No que diz respeito à distribuição não equitativa dos ônus da PEC 55, a experiência comparada fornece provas claras de que cortar gastos em direitos básicos enquanto que se mantêm privilégios é a receita certa para o aumento da desigualdade. Segundo relatório da ONG Oxfam, entre os principais fatores que explicam o crescimento recente da desigualdade na Europa estão as medidas de austeridade, que cortaram o gasto público, e a regressividade do sistema tributário. Exatamente o cenário que se busca reproduzir por aqui.
O próprio FMI (Fundo Monetário Internacional), ao comparar programas de consolidação fiscal pelo lado do gasto e da arrecadação, concluiu que ajustes do primeiro tipo, como o promovido pela PEC 55, levam a um aumento significativo e persistente da desigualdade, à diminuição da renda salarial e da parcela salarial da renda e ao aumento do desemprego de longa duração – sem nenhum impacto econômico positivo.
O ônus de demonstrar que todas as alternativas menos gravosas foram avaliadas é do governo, e está mais do que claro que ele não se desincumbiu dessa obrigação para com a sociedade brasileira.

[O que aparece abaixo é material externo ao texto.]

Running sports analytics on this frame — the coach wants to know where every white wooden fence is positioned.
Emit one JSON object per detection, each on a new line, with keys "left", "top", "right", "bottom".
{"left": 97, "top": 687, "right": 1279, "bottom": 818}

Se aprovada, a PEC 55 certamente resultará em uma séria erosão dos direitos sociais como resultado de uma diminuição da despesa real per capita, à medida que a demanda por serviços vai aumentar e as receitas não, prejudicando o progresso de vários direitos sociais, especialmente para os mais vulneráveis que dependem mais da prestação de serviços públicos.
Por fim, por representar uma ameaça direta aos direitos fundamentais e uma ruptura do pacto social firmado na Constituição Federal de 1988, passível de questionamento junto ao Supremo Tribunal Federal, a medida expõe também o Brasil à condenação dos mecanismos internacionais de proteção de direitos humanos.Urge, portanto, suspender imediatamente a tramitação da PEC 55 e submetê-la a uma avaliação independente prévia do seu impacto sobre a capacidade do Brasil de cumprir com suas obrigações constitucionais e internacionais em matéria de direitos humanos.